The 1962 Escape from Alcatraz is arguably the most famous prison break in history, but could the weather and tides in the San Francisco Bay make it hard for the prisoners to survive the swim?

The 1962 Escape from Alcatraz is arguably the most famous prison break in history, but did conditions in the San Francisco Bay make it hard for the prisoners to survive the swim? FOX Weather's Max Gorden took a deeper dive into the unsolved mystery to see if weather and tides affected the infamous disappearance.

Located on a lonely island in the middle of San Francisco Bay, John Anglin, Clarence Anglin and Frank Morris laid plaster heads in their cots and escaped through holes in the walls of their cells.

Now, 60 years later, the FBI still cannot verify how these three prisoners escaped one of the world's most secure prisons.

"Now, the swim that these convicts would have been attempting is more than a mile long," Gorden said. "The water here, very cold, can quickly lead to hypothermia, and the tides can sweep you out to sea."

During the summer months, Gorden noted that winds could kick up waves and strong tides rush in and out of San Francisco Bay. These conditions likely presented the prisoners with a chaotic situation.

Renowned Alcatraz historian John Martini spoke with Gorden and made it clear the real danger for the escapees was not the prison.  

"The real walls of Alcatraz were the waters of San Francisco Bay," Martini said. "It whips around the island, and it causes currents and eddies much the way a boulder does in the middle of a flowing trout stream."

The convicts created a raft using raincoats, a wooden panel, and lifejackets, one of which historian John Martin witnessed with his own eyes while studying Alcatraz history.  

Martini told Gorden that the raft they created was destroyed, and an inflatable tube had been chewed to pieces.  

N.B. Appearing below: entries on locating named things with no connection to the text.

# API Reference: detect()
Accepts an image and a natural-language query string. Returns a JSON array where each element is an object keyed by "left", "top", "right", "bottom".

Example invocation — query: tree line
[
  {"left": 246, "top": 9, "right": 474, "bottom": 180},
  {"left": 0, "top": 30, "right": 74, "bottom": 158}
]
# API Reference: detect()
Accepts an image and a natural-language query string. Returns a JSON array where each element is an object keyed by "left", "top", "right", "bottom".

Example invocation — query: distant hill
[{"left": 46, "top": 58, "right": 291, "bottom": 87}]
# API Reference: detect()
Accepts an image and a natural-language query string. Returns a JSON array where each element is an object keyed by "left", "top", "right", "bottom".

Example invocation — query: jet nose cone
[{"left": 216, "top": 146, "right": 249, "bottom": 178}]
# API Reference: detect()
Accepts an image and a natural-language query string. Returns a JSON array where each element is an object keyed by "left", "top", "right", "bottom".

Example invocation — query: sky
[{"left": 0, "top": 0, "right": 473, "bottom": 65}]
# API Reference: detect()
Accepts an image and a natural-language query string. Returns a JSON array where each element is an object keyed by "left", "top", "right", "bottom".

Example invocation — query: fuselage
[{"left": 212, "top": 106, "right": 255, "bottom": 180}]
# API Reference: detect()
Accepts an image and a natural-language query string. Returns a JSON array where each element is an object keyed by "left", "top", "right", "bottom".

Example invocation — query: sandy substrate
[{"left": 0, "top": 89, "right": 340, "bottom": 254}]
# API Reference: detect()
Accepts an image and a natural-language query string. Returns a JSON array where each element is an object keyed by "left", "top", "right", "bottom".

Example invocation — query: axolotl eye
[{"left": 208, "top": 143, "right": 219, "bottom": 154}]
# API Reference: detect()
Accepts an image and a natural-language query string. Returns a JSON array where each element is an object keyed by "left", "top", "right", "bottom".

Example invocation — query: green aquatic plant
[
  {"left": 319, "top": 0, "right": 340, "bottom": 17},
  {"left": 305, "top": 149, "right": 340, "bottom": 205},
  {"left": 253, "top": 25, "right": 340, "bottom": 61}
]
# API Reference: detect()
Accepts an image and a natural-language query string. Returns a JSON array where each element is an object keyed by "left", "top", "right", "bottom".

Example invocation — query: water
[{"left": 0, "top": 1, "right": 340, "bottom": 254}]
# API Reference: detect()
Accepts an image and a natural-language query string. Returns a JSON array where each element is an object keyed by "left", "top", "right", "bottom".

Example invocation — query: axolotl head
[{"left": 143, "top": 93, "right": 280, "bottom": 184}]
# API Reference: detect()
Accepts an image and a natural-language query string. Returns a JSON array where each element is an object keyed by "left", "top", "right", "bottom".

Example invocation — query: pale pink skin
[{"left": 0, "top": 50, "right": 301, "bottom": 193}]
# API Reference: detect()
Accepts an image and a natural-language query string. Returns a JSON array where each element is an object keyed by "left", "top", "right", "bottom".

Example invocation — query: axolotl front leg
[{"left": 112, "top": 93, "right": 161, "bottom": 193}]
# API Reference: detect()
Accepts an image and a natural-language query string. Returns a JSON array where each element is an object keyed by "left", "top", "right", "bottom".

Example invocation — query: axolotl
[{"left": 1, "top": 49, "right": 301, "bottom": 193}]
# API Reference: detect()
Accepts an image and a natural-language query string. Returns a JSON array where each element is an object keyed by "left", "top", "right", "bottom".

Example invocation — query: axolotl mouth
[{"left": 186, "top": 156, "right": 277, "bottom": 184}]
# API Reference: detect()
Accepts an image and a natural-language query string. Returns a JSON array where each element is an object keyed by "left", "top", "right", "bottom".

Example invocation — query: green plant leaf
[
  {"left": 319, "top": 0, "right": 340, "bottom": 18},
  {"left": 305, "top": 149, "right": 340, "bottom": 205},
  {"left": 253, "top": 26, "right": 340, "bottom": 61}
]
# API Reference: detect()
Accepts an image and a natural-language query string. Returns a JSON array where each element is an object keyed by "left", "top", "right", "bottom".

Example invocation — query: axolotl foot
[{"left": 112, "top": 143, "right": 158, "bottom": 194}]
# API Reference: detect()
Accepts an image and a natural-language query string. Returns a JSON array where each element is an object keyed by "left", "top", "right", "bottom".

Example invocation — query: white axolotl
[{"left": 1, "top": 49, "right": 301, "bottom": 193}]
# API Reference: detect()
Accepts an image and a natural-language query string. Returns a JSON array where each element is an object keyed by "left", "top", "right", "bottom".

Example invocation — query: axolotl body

Warren Wallace, the founder of Odyssey Open Water Swimming, worked to recreate the swim that likely occurred 60 years ago to see if these men could have survived. Wallace's company specializes in leading swims across the bay's bitterly cold, choppy waters.

"The psychological side of it is really one of the biggest things for almost everybody," Wallace said. "You start getting a sense of what it must have been like for these guys."

Wallace met several challenges while trying to make the journey. Even though he was held up by an oil tanker mid-swim and swam against the high-speed tide, Wallace completed the swim about an hour and a half later.

Having kept himself afloat without a wetsuit, Warren told Gorden that the relentless waves and disorienting darkness made for a highly challenging journey.

"The big feeling that I was getting the whole time is this kind of uncertainty," Warren said.  

The world will likely never know if John Anglin, Clarence Anglin and Frank Morris made it to safety.

The FBI called it quits on the case in December of 1979. The U.S. marshals continue to investigate on the off chance that the three men are still alive.